Une protection insuffisante reconnue par les dirigeants
Chaque année, l’Institut de sondage CSA réalise un baromètre* auprès des indépendants et dirigeants de TPE, afin de mesurer leur perception de la prévoyance, leurs motivations, mais aussi leur taux de souscription. Les chiffres de la dernière étude en date (2024) donnent un éclairage intéressant sur le sujet.
Une conscience des risques
- 61 % des indépendants déclarent ne pas pouvoir maintenir leur niveau de vie plus d’un mois en cas d’arrêt de travail, s’ils devaient compter uniquement sur leur régime obligatoire ;
- 70 % des dirigeants estiment être mal protégés par leur régime de base ;
- Pourtant, seuls 31 % connaissent précisément leur niveau de couverture en cas d’arrêt de travail.
Bien que réalisés sur un panel réduit (moins de 500 personnes), ces chiffres confirment le décalage entre la perception des risques et l’action réelle, que ce soit par méconnaissance ou par manque d’accompagnement adapté.

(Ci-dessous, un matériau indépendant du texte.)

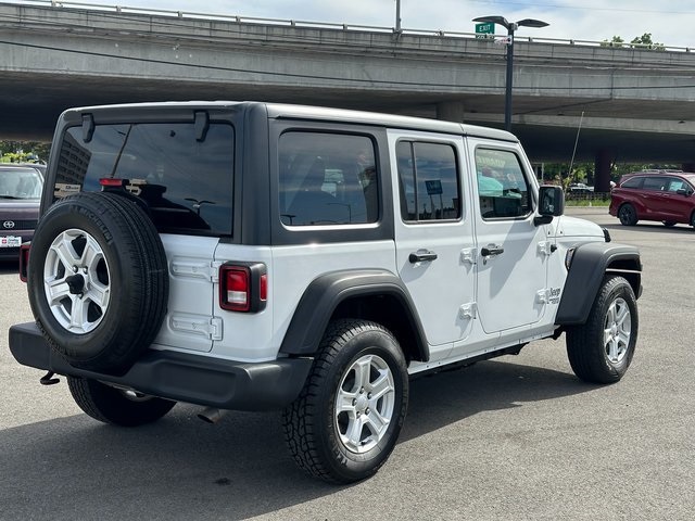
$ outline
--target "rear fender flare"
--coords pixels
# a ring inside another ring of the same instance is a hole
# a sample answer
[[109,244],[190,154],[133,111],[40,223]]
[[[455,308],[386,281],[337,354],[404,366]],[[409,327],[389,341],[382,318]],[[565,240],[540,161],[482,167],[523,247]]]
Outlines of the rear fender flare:
[[380,295],[397,302],[403,320],[409,321],[415,335],[414,356],[418,360],[429,360],[425,330],[407,289],[399,277],[381,269],[333,271],[314,279],[300,300],[282,340],[280,353],[290,356],[315,355],[324,332],[341,303]]

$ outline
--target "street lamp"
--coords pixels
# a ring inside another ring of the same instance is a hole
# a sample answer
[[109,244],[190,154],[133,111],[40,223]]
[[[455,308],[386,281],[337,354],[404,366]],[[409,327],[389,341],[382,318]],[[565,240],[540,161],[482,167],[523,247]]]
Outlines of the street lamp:
[[533,18],[525,18],[519,22],[510,23],[504,16],[481,16],[473,18],[473,22],[483,22],[489,24],[500,24],[507,29],[507,82],[504,97],[504,129],[511,131],[511,80],[514,73],[514,31],[519,27],[545,27],[549,25],[547,22]]

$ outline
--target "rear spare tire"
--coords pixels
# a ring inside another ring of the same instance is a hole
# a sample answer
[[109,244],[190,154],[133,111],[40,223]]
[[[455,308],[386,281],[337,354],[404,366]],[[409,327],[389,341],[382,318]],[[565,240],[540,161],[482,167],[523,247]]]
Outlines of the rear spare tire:
[[166,314],[164,246],[128,198],[71,195],[39,221],[28,290],[37,325],[55,352],[74,367],[124,373]]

Un taux de souscription encore faible, en légère progression
- Le taux de souscription à une prévoyance individuelle atteint 45 % en 2024, en hausse par rapport à l’année d’avant (41 %) ;
- Ce taux varie fortement selon le revenu : 79 % des indépendants gagnant plus de 60 000 € par an sont équipés, contre seulement 39 % pour ceux en dessous de 40 000 € par an ;
- Le frein principal resterait le prix du contrat (cité par 61 %), mais pour les indépendants aux revenus plus élevés, la principale raison serait l'absence de proposition concrète ;
- Toutefois, un dirigeant sur deux considèrerait désormais la prévoyance comme une protection utile, et non comme une charge.
Vers un conseil personnalisé
Dans ce contexte, le bon conseil est d’initier une revue proactive des portefeuilles clients, en ciblant particulièrement les artisans-commerçants non équipés d’un contrat de prévoyance individuelle, les dirigeants assimilés salariés notamment les cadres bénéficiant uniquement de la garantie « 1,50 % », souvent insuffisante ainsi que tous les dirigeants n’ayant jamais réalisé de bilan complet de leur protection sociale.
Un bilan permet d’évaluer précisément les risques couverts, les écarts de protection selon les statuts et revenus, et les leviers à activer pour sécuriser la continuité d’activité, le niveau de vie et le patrimoine professionnel. La complexité des règles d’indemnisation (notamment entre indemnisation forfaitaire et indemnitaire, durée d’indemnisation, barèmes d’invalidité, exclusions de garantie) rend ainsi indispensable l’appui d’un professionnel spécialiste.